The move forced rivals - desperate to maintain market share - to slash their tariffs and scrambling to match the deep pockets of Jio, which is backed by Ambani's vast energy-to-chemicals conglomerate Reliance Industries.
Bharti's acquisition, which still needs to be approved by regulators, will enhance its coverage, the company said in a statement to the Bombay Stock Exchange (BSE) on Thursday (Feb 23). It also means Telenor will exit India.
"The proposed acquisition will include transfer of all of Telenor India's assets and customers, further augmenting Airtel's overall base and network," the Indian firm said in the statement. It did not disclose financial terms of the deal.
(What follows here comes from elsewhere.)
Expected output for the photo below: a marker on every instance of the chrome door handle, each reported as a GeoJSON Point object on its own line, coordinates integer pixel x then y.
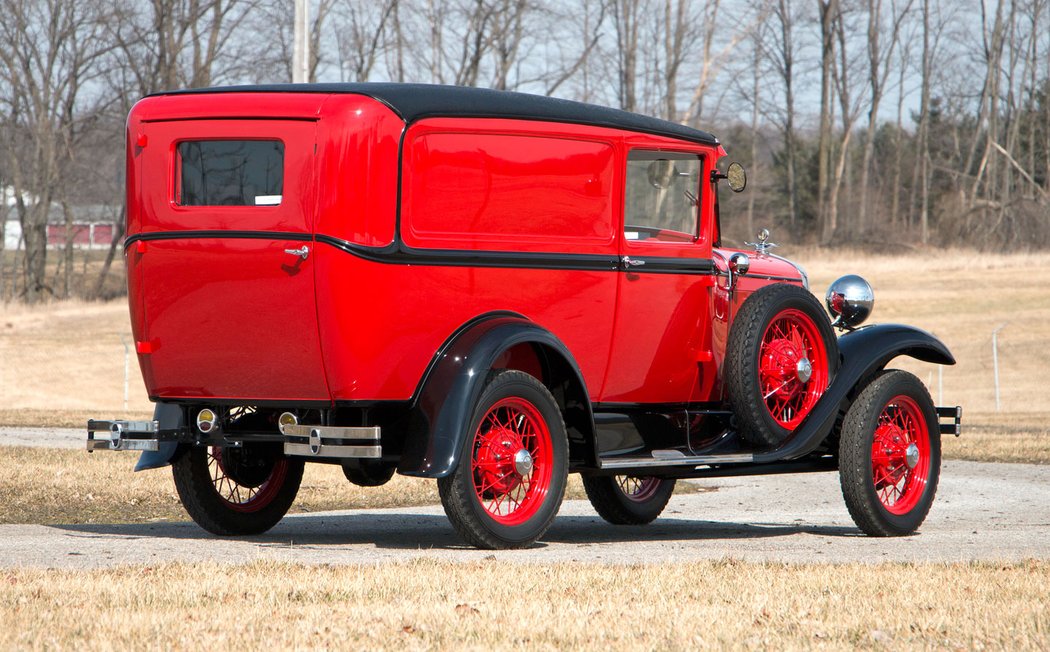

Last month British mobile phone behemoth Vodafone announced that it was in talks to merge its Indian unit with Mumbai-based Idea Cellular in a move that would create India's largest telecoms company. Global brokerage firm CLSA estimated that the pair would command a combined 43% share of market revenue, ahead of Airtel, which is currently the market leader, on 33%.
"The decision to exit India has not been taken lightly," Sigve Brekke, Telenor Group CEO, said in the statement. "After thorough consideration, it is our view that the significant investments needed to secure Telenor India's future business on a standalone basis will not give an acceptable level of return," he added.
Singapore Telecommunications has been in news recently as it is preparing for an initial public offering to divest more than 75% of its wholly-owned fiber broadband network unit NetLink Trust.
It may use the proceeds from the share sale for capital management and investments, and could return any excess capital to shareholders, according to a recent Bloomberg article.
Profit contributions from NetLink Trust, along with its Indonesia and Philippine investments, helped offset declines from Thailand and India in the fiscal third quarter ended Dec. 31, according to a statement to the Singapore Exchange. Net income contribution from NetLink Trust increased 42 percent to S$32 million ($23 million).